As promised, Republicans’ first order of business in Congress this week is a bill to fast-track approval of the Keystone XL pipeline, which would carry crude oil from Canadian tar sands down to Gulf Coast refineries. One month ago, then-Majority Leader Harry Reid allowed a similar vote on the pipeline that split Democrats and fell one vote short of overcoming a filibuster. This time, it should have an easy path to 60 votes.

But Democratic leadership also hope to present a more united front on the issue this time around. In a letter to colleagues on Sunday, Senators Chuck Schumer and Debbie Stabenow, leaders of the Democratic Policy and Communications Center, laid out five ideas for “amendments that create a clear contrast with the Republican majority.” These are old ideas in new packaging, and they don't set up much of a contrast with Republicans at all. 

Conservatives have based their support for the pipeline on two main economic arguments: It will create jobs and lower gas prices. Neither argument ever stood up to scrutiny. The most generous jobs estimate for Keystone was 42,000 temporary and mostly indirect jobs. If you count direct construction jobs, the number is closer to 4,000, according to a State Department analysis. On a permanent basis, Keystone will mean a few dozen jobs, according to the same analysis. The argument that the pipeline will lower gas prices was never true either, and that point is moot anyway: Gas prices have plummeted to about $2.20 per gallon.

The Democratic amendments won't deliver many more jobs, either, yet they're presented as a jobs plan. One proposal extends a ban on oil exports to keep the oil that's pumped through the U.S. in the country.

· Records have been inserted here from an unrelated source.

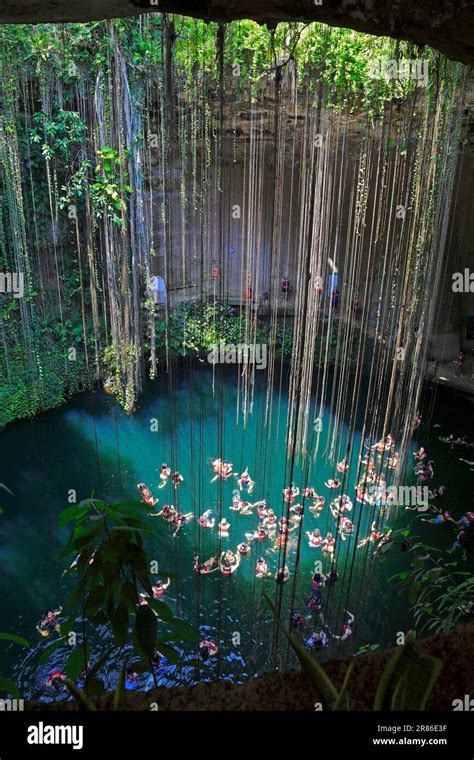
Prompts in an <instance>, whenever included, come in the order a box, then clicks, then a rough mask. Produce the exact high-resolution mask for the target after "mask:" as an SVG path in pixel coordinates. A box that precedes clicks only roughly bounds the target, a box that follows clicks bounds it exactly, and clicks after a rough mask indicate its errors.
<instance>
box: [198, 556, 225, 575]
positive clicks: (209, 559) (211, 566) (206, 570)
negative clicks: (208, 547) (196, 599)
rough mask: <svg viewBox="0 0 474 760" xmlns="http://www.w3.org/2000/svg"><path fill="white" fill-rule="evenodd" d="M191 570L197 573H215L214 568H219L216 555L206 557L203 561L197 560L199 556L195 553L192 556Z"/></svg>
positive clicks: (215, 568)
mask: <svg viewBox="0 0 474 760" xmlns="http://www.w3.org/2000/svg"><path fill="white" fill-rule="evenodd" d="M193 570H194V572H195V573H199V575H209V573H215V571H216V570H219V565H218V563H217V557H210V559H207V560H206V561H205V562H199V556H198V555H197V554H196V556H195V557H194V567H193Z"/></svg>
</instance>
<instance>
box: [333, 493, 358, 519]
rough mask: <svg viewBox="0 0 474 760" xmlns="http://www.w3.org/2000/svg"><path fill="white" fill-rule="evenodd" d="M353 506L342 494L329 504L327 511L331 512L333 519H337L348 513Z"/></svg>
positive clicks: (346, 496)
mask: <svg viewBox="0 0 474 760" xmlns="http://www.w3.org/2000/svg"><path fill="white" fill-rule="evenodd" d="M353 506H354V505H353V503H352V501H351V500H350V498H349V497H348V496H346V494H342V495H341V496H338V497H337V498H336V499H334V500H333V501H332V502H331V504H330V507H329V509H330V510H331V514H332V516H333V517H339V515H342V514H344V512H350V511H351V510H352V508H353Z"/></svg>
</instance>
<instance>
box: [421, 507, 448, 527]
mask: <svg viewBox="0 0 474 760" xmlns="http://www.w3.org/2000/svg"><path fill="white" fill-rule="evenodd" d="M432 509H433V507H432ZM436 511H437V512H438V514H437V515H436V516H435V517H430V518H426V517H422V518H421V521H422V522H429V523H433V524H434V525H443V523H446V522H452V523H454V524H455V525H456V520H455V519H454V517H453V516H452V514H451V512H448V510H444V511H441V510H439V511H438V510H436Z"/></svg>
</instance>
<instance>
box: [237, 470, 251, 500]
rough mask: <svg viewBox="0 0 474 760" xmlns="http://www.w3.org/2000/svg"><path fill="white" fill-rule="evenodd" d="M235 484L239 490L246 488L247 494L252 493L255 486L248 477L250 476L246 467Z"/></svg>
mask: <svg viewBox="0 0 474 760" xmlns="http://www.w3.org/2000/svg"><path fill="white" fill-rule="evenodd" d="M237 484H238V486H239V488H240V490H241V491H242V490H243V489H244V488H246V489H247V493H249V494H250V493H252V491H253V488H254V486H255V481H254V480H252V478H251V477H250V475H249V468H248V467H246V468H245V470H244V471H243V473H242V475H241V476H240V477H239V479H238V480H237Z"/></svg>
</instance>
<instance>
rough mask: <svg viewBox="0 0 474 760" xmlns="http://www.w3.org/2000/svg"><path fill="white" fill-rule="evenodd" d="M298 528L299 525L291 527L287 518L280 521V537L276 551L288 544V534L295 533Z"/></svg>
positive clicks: (278, 535) (277, 543)
mask: <svg viewBox="0 0 474 760" xmlns="http://www.w3.org/2000/svg"><path fill="white" fill-rule="evenodd" d="M297 527H298V526H297V525H292V526H291V527H290V526H289V523H288V520H287V518H286V517H282V518H280V520H279V521H278V536H277V540H276V541H275V549H280V548H281V547H282V546H285V544H286V543H287V542H288V534H289V533H293V531H294V530H296V528H297Z"/></svg>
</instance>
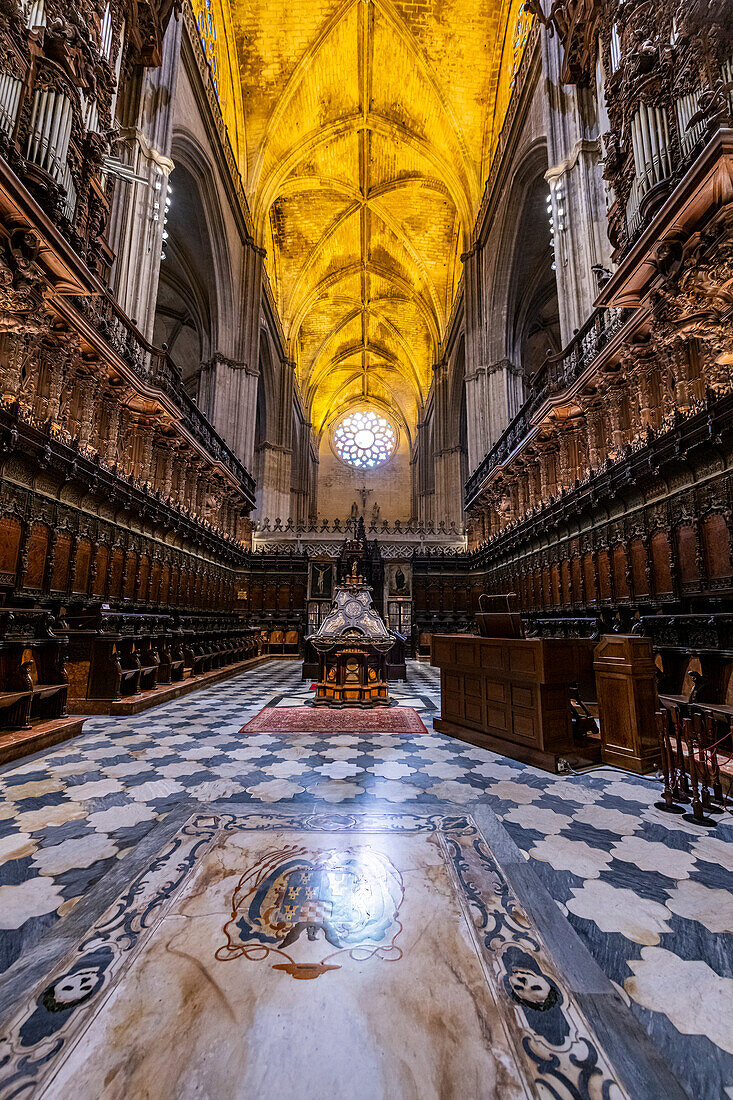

Another would require only American-made steel and iron for the pipeline's construction. A third amendment would expand eligibility for the low-income home energy assistance. Schumer and Stabenow would "prohibit a State from permitting a foreign corporation" to circumvent Americans' property rights through eminent domain. Finally, they suggest an amendment that subsidizes home solar panels to ensure “for every job created by the pipeline, an equal or greater amount of jobs is created through clean energy investments." To offset the cost, Democrats suggest raising oil taxes.

"Why create very few jobs with the dirtiest of energy from tar sands when you can create tens of thousands more clean jobs using wind and solar?" Schumer said on CBS on Sunday. 

The better question is, why are we talking about jobs at all? Keystone emerged as a national issue when it became a symbol of climate change. Democrats ought to be marshalling their resources to remind people that Keystone is more about polution than it is about jobs. The pro-environment amendments have a slim chance at passing anyway. If Democratic amendments are hopeless from the start, they might as well go for bolder proposals, like a carbon tax, that will help at least to remind us of bigger things at stake than a few dozen jobs.